New figures released by the Finance & Leasing Association (FLA) show that consumer car finance new business volumes fell in June 2024 by 11% compared with the same month in 2023. The corresponding value of new business decreased by 10% over the same period. In the first half of 2024, new business was 3% lower by both value and volume compared with the same period in 2023.

The consumer new car finance market reported new business by value in June 6% lower than in the same month in 2023, while new business volumes fell by 12%.  In the first half of 2024, new business volumes in this market were 7% lower than in the same period in 2023.

The consumer used car finance market reported a fall in the value of new business in June of 13% compared with the same month in 2023, while new business volumes fell by 10%. In the first half of 2024, new business volumes in this market were 1% lower than in the same period in 2023.

Commenting on the figures, Geraldine Kilkelly, Director of Research and Chief Economist at the FLA, said:

“In the first half of 2024, the consumer car finance market reported a modest fall in new business despite challenging economic conditions.

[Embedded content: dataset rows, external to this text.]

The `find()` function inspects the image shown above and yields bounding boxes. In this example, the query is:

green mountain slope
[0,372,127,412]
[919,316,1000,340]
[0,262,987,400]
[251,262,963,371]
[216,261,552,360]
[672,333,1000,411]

The fall in the consumer new car finance market reflects trends in private new car sales and the shift by consumers to using salary sacrifice schemes to finance new battery electric vehicle purchases.

“Our latest research suggests that the value of new business in the consumer car finance market will fall by 1% in 2024 to £38.5 billion, reflecting growth of 1% in the consumer new car finance market to £17.1 billion and a 3% fall in the consumer used car finance market to £21.4 billion.”

Mark Attwell, Director at AA Car Finance, said “A decline in new car purchases by some private buyers, hit by the cost-of-living crisis, could have dampened finance-backed car deals in June.

“While inflation is easing, many consumers remain cautious about making significant purchases such as cars or homes. However, the Bank of England’s decision to lower the base rate could boost consumer confidence in the coming months and help to reinvigorate the car finance market.

“Although we continue to observe overall growth in the new car market, this is primarily being driven by strong fleet sales. In contrast, the latest SMMT figures reveal that sales to private consumers continue to fall.

“This trend suggests that individual drivers are postponing their car-buying plans as they await more favourable economic conditions and a reduction in the strain on their personal finances.

“As we move into the latter half of 2024, with inflation remaining steady and the potential for another interest rate cut later this year, we anticipate a resurgence in finance-backed car sales.

“Car finance options offer a viable solution for budget-conscious buyers, providing access to newer, more efficient, or electric vehicles that might otherwise be beyond their reach.”